Doug began building keyboard instruments for his own use shortly after graduation from college in 1975, while employed as a biochemical research technician. His undergraduate studies had included numerous music courses, and his growing fascination with early keyboards and their repertoire led him to return to graduate school in music history. These studies culminated with the receipt of a Ph.D. in Musicology from the University of Chicago in 1987. During his academic years he managed to find time to build more instruments, including several that were eventually sold. Additionally, he provided maintenance and rebuilding services in Chicago and New York.

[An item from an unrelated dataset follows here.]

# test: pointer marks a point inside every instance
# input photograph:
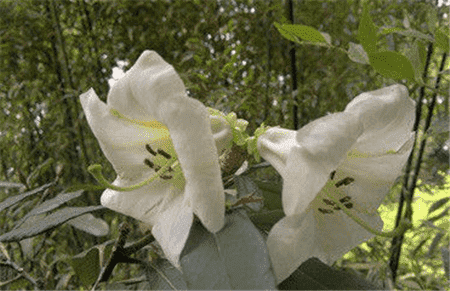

It was also during this academic period that Doug began an association with the Crosby Brown Collection of Musical Instruments at the Metropolitan Museum of Art in New York. An initial summer internship was followed by a post-graduate fellowship, which allowed him to travel to European collections in 1987 to study the surviving 16th-century Flemish virginals. In subsequent years he continued to visit the MMA to examine various instruments from their large collection of keyboards. More recently, he has studied instruments at the Museum of Fine Arts in Boston and the Yale Collection of Musical Instruments, for possible inclusion on his list of offerings.
As a music historian, Doug's research focus was on French harpsichord music from the 17th and early 18th centuries. He therefore was naturally interested in the harpsichords built in France and Flanders during that period, along with contemporary instruments used in neighboring Germany, where the French style of harpsichord music was so influential. From very early on in his building career, however, he was also attracted to Italian harpsichords, and a substantial portion of his output has been devoted to these graceful and versatile intruments.
Although perhaps best known as a maker of harpsichords, Doug has also been interested in clavichords for most of his building history, and over the last decade he has increasingly turned to the study and production of these challenging, but rewarding, instruments. He currently offers a variety of clavichord models that range from a fretted, mid-17th-century design to large, unfretted instruments in the late Saxon and Baltic traditions.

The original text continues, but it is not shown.